BACEN e Risco Operacional

Henrique Takaki
December 8th, 2017

Recentemente as mídias escritas, faladas e digitais comentaram muito sobre um facilitador que, por motivos diversos, não conseguiu efetuar o pagamento aos seus associados lojistas. Isto realmente é algo preocupante, mas estas funções e responsabilidades estão devidamente documentadas nas regulamentações do Banco Central. Pensando nisto, resolvi estudar um pouco mais estas regulamentações e observei algo muito interessante quando se pensa em segurança das informações que são manuseadas pelas diversas instituições participantes dos arranjos de pagamento.

Vejam só, a CIRCULAR Nº 3.681, DE 4 DE NOVEMBRO DE 2013, dispõe sobre o gerenciamento de riscos, os requerimentos mínimos de patrimônio, a governança de instituições de pagamento, a preservação do valor e da liquidez dos saldos em contas de pagamento.

Esta circular no artigo 2º define que risco operacional é a possibilidade de ocorrência de perdas resultantes de diversos eventos tais como:

  • Falhas na proteção e na segurança de dados sensíveis relacionados tanto às credenciais dos usuários finais quanto a outras informações trocadas com o objetivo de efetuar transações de pagamento;
  • Falhas na identificação e autenticação do usuário final;
  • Ocorrências que acarretem a interrupção das atividades da instituição de pagamento ou a descontinuidade dos serviços de pagamento prestados;
  • Falhas em sistemas de tecnologia da informação; e
  • Falhas na execução, cumprimento de prazos e gerenciamento das atividades envolvidas em arranjos de pagamento;

Pois bem, estas definições são melhor explicadas no CAPÍTULO III DO RISCO OPERACIONAL que no Art. 4º define que a estrutura de gerenciamento de riscos deve prever, no que tange ao risco operacional, alguns requisitos mínimos, dentre eles:

  • Procedimentos para monitorar, rastrear e restringir acesso a dados sensíveis, redes, sistemas, bases de dados e módulos de segurança;
  • Monitoramento das falhas na segurança dos dados e das reclamações dos usuários finais a esse respeito;
  • Elaboração de relatórios que indiquem procedimentos para correção de falhas identificadas;
  • Realização de testes que assegurem a robustez e a efetividade das medidas de segurança de dados adotadas;
  • Segregação de funções nos ambientes de tecnologia da informação destinados ao desenvolvimento, teste e produção;
  • Identificação adequada do usuário final;
  • Mecanismos de autenticação dos usuários finais e de autorização das transações de pagamento.

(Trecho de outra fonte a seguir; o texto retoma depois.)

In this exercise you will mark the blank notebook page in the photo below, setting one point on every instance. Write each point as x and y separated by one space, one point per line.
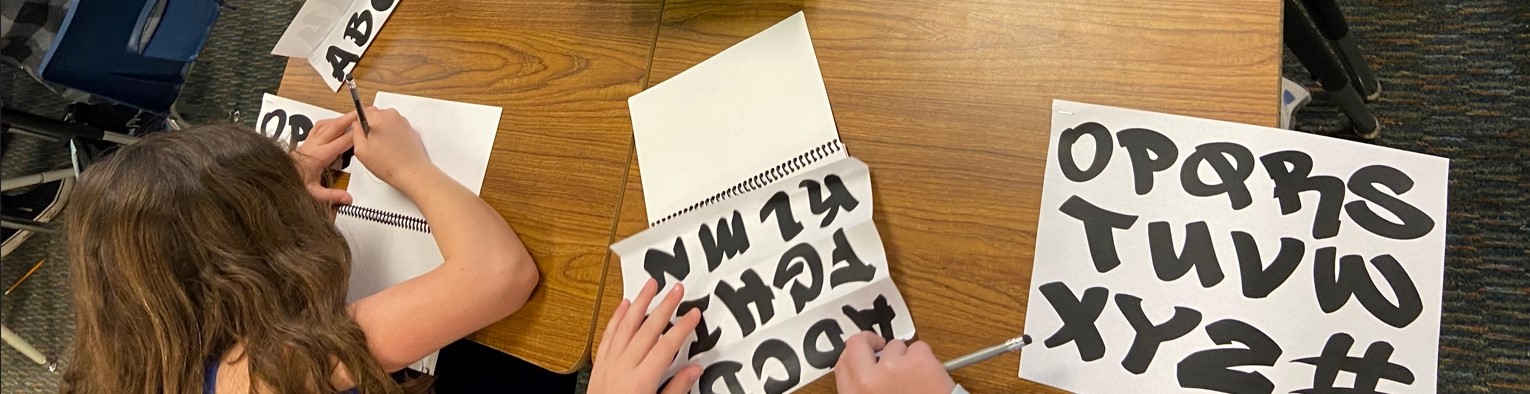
739 113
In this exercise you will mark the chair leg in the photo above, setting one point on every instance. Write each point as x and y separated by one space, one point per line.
26 348
1359 69
1336 29
34 179
1308 45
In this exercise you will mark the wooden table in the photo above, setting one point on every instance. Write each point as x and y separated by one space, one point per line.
562 72
949 104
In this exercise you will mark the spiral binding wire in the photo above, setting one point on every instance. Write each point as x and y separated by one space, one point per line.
406 222
764 177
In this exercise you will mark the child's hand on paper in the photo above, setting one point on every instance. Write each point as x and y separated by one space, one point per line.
635 352
900 368
325 144
392 150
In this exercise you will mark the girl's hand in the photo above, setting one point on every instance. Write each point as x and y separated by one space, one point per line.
392 150
635 352
900 368
323 145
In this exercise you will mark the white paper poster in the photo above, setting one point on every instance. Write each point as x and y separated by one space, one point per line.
334 34
782 277
1180 254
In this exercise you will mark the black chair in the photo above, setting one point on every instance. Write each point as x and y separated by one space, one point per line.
1319 35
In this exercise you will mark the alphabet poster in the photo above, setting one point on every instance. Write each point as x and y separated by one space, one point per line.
1180 254
782 275
334 34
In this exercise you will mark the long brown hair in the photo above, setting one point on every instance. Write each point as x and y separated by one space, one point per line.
190 243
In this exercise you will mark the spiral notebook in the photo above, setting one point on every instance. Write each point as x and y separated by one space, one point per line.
390 242
735 122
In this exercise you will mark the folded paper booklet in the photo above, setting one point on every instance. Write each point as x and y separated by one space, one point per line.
781 275
334 34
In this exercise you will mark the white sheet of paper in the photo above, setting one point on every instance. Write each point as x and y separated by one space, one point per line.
748 109
1290 315
458 138
325 29
834 242
314 22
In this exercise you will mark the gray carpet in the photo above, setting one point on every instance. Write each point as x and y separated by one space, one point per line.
1454 75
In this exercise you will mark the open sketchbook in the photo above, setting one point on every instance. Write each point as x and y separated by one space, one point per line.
390 242
389 237
748 116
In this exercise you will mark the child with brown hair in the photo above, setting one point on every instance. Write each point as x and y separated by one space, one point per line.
207 261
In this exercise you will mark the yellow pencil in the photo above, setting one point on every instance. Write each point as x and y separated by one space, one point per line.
25 275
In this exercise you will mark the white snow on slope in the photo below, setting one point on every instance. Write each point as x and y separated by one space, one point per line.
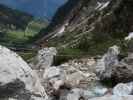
129 37
102 5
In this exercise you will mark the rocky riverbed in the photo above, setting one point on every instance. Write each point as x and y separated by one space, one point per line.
77 79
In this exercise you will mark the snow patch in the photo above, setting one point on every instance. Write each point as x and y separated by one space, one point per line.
129 37
102 5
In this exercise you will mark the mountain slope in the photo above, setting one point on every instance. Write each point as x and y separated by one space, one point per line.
10 17
96 20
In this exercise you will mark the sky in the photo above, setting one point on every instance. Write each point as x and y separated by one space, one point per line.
39 8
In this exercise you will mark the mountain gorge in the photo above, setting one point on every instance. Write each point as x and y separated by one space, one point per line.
90 22
84 53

Isto demonstra que estão bem explicitas as preocupações com segurança, autenticação, controle de acesso e segregação de acessos e funções o que representa uma grande evolução perante as normativas existentes até então sendo que, muitas das funções ao contrário do que se pensa podem e são automatizadas resultando em uma menor possibilidade de erros. Além disto, a partir de uma resolução podemos ter as devidas sanções caso os participantes dos arranjos de pagamento não sigam estas normativas.

A mesma circular também menciona que caso as instituições de pagamento terceirizem as funções relacionadas à segurança dos serviços oferecidos, o respectivo contrato de prestação de serviços deve estipular que o contratado deverá atender ao disposto na circular.

Resumindo, a preocupação com segurança da informação é um item importante na concepção das normativas que regem o sistema financeiro nacional e devemos estar sempre atentos a estas mudanças. Aqui neste texto mencionei alguns itens desta circular porém, ela é mais abrangente e complementa a lei 12.865. Em nossos próximos encontros irei comentar pontualmente mais alguns tópicos que sejam de interesse da segurança da informação.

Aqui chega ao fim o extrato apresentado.